I am trying to use selenium/phantomjs with scrapy and I'm riddled with errors. For example, take the following code snippet:
def parse(self, resposne):
while True:
try:
driver = webdriver.PhantomJS()
# do some stuff
driver.quit()
break
except (WebDriverException, TimeoutException):
try:
driver.quit()
except UnboundLocalError:
print "Driver failed to instantiate"
time.sleep(3)
continue
A lot of the times the driver it seems it has failed to instantiate (so the driver
is unbound, hence the exception), and I get the blurb (along with the print message I put in)
Exception AttributeError: "'Service' object has no attribute 'process'" in <bound method Service.__del__ of <selenium.webdriver.phantomjs.service.Service object at 0x7fbb28dc17d0>> ignored
Googling around, it seems everyone suggests updating phantomjs, which I have (1.9.8
built from source).

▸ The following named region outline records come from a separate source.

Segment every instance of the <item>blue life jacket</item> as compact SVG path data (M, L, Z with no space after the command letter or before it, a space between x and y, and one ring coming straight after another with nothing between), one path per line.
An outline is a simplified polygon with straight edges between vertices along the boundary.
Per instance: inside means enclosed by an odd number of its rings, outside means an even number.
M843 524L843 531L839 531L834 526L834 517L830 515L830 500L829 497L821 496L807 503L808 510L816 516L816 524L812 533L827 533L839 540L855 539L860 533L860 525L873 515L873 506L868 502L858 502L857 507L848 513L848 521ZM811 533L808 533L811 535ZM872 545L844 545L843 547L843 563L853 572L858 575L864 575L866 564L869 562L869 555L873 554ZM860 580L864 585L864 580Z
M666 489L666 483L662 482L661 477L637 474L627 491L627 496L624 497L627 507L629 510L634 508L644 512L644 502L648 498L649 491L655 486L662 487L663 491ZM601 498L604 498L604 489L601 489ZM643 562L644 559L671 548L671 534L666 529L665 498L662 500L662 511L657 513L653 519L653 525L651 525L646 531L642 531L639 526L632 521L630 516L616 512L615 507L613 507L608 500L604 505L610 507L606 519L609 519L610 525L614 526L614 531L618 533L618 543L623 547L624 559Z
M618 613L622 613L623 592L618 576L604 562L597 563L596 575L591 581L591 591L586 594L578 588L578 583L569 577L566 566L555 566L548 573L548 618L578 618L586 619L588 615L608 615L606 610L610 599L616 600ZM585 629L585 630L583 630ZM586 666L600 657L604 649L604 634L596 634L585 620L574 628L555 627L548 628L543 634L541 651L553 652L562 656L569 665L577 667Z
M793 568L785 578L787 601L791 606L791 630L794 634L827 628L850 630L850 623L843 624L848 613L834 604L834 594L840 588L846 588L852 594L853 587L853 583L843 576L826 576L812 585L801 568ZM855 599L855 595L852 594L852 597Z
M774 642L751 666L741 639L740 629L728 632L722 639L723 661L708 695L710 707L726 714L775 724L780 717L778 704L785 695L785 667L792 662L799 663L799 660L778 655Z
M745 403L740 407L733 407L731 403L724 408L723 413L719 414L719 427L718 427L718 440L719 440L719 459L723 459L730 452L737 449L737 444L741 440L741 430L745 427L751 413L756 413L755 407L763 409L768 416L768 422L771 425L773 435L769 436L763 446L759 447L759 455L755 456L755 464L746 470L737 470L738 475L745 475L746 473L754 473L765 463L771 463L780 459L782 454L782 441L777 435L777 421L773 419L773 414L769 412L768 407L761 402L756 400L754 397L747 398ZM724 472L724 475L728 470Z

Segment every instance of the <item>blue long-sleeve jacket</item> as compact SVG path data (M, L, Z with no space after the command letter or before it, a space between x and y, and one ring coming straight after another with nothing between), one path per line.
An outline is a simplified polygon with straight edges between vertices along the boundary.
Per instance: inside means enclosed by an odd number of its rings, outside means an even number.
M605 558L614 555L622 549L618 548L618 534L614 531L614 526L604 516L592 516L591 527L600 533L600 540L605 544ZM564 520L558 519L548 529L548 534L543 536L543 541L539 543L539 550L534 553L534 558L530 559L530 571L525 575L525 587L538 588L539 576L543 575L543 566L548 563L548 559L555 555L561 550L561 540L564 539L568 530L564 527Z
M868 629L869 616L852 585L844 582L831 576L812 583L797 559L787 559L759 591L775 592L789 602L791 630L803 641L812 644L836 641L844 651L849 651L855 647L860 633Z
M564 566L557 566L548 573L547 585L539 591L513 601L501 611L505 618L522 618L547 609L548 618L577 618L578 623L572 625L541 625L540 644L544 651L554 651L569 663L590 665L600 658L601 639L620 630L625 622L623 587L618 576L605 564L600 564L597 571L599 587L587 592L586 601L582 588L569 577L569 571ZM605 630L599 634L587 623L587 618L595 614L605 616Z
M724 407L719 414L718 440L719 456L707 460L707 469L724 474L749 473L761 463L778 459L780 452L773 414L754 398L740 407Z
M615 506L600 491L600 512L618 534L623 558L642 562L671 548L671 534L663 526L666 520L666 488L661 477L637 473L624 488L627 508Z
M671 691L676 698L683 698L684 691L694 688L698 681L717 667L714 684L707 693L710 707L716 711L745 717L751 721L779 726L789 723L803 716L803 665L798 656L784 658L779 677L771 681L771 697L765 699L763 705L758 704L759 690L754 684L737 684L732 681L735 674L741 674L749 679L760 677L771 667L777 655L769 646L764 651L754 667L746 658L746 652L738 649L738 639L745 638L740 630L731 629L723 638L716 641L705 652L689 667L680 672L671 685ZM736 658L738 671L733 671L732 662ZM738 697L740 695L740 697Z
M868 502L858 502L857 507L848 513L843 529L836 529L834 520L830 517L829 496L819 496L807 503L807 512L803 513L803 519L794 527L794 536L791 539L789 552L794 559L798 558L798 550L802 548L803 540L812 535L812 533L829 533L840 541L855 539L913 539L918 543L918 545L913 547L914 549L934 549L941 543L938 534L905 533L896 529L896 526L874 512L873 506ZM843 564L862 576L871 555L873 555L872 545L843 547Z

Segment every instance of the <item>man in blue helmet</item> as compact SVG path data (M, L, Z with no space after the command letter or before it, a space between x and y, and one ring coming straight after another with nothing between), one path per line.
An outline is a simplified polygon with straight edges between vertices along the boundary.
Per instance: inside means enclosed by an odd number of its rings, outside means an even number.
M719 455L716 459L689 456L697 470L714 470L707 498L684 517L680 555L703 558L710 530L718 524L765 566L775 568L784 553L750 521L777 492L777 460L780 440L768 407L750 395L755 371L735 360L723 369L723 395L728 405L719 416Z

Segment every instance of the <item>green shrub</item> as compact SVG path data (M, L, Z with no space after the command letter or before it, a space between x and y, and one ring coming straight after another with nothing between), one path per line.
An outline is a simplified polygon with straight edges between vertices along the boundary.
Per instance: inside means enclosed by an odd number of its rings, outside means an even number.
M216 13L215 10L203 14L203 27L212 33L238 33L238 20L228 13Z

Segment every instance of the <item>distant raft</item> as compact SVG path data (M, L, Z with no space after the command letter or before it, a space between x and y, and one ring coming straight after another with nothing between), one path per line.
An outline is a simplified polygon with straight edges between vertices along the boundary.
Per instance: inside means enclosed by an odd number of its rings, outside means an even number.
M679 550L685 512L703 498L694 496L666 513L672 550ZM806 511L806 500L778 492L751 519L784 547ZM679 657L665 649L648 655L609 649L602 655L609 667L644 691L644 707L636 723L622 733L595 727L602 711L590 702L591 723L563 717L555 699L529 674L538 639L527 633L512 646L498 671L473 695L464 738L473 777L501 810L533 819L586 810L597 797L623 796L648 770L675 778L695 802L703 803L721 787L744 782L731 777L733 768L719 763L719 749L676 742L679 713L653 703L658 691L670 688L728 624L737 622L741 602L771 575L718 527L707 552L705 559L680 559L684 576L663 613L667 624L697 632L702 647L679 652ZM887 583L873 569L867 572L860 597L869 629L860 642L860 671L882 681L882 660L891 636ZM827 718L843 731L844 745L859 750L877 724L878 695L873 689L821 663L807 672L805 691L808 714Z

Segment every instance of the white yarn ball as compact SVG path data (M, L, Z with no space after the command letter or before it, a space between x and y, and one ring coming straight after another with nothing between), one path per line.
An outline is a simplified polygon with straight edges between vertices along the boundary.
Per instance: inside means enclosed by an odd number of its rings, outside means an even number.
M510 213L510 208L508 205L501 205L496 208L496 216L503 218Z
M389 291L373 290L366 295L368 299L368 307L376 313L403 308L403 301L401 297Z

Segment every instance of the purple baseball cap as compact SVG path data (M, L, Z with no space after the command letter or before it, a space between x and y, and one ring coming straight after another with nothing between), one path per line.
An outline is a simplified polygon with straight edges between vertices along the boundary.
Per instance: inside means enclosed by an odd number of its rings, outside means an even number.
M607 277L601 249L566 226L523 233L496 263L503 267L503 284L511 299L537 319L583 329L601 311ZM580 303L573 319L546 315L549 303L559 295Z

Would anyone know what else could be causing this problem and a suitable diagnosis?
The reason for this behavior is how the PhantomJS driver's Service
class is implemented.
There is a __del__
method defined that calls self.stop()
method:
def __del__(self):
# subprocess.Popen doesn't send signal on __del__;
# we have to try to stop the launched process.
self.stop()
And, self.stop()
is assuming the service instance is still alive trying to access it's attributes:
def stop(self):
"""
Cleans up the process
"""
if self._log:
self._log.close()
self._log = None
#If its dead dont worry
if self.process is None:
return
...
The same exact problem is perfectly described in this thread:
- Python attributeError on __del__
What you should do is to silently ignore AttributeError
occurring while quitting the driver instance:
try:
driver.quit()
except AttributeError:
pass
The problem was introduced by this revision. Which means that downgrading to 2.40.0
would also help.
I had that problem because phantomjs was not available from script (was not in path).
You can check it by running phantomjs in console.
Selenium version 2.44.0 on pypi needs the following patch in Service.__init__
of selenium.webdriver.common.phantomjs.service
self.process = None
I was thinking of submitting a patch but this already exists in the most recent version on google code.